To assess the effectiveness of taking regular inhaled corticosteroids, compared to not taking them, in children and adults with cystic fibrosis.

Search strategy: 

We searched the Cochrane Cystic Fibrosis and Genetic Disorders Group Trials Register, comprising references identified from comprehensive electronic database searches and handsearches of relevant journals and abstract books of conference proceedings. We requested information from pharmaceutical companies manufacturing inhaled corticosteroids and authors of identified trials.

Date of most recent search of the Group's Trials Register: 15 August 2016.

Selection criteria: 

Randomised or quasi-randomised trials, published and unpublished, comparing inhaled corticosteroids to placebo or standard treatment in individuals with cystic fibrosis.

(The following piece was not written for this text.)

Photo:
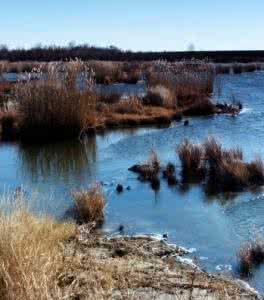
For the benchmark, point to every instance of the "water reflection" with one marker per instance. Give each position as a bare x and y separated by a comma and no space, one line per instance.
64,160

Data collection and analysis: 

Two independent authors assessed methodological quality and risk of bias in trials using established criteria and extracted data using standard pro formas.

Main results: 

The searches identified 34 citations, of which 26 (representing 13 trials) were eligible for inclusion. These 13 trials reported the use of inhaled corticosteroids in 506 people with cystic fibrosis aged between six and 55 years. One was a withdrawal trial in individuals who were already taking inhaled corticosteroids. Methodological quality and risk of bias were difficult to assess from published information. Many of the risk of bias judgements were unclear due to a lack of available information. Only two trials specified how participants were randomised and less than half of the included trials gave details on how allocation was concealed. Trials were generally judged to have a low risk of bias from blinding, except for two which were open label or did not use a placebo. There were some concerns that a number of trials had not been published in peer-reviewed journals, but the risk of bias from this was unclear. Inclusion criteria varied between trials, as did type and duration of treatment and timing of outcome assessments. Objective measures of airway function were reported in most trials but were often incomplete. Significant benefit has not been conclusively demonstrated. Four trials systematically documented adverse effects and growth was significantly affected in one study using high doses.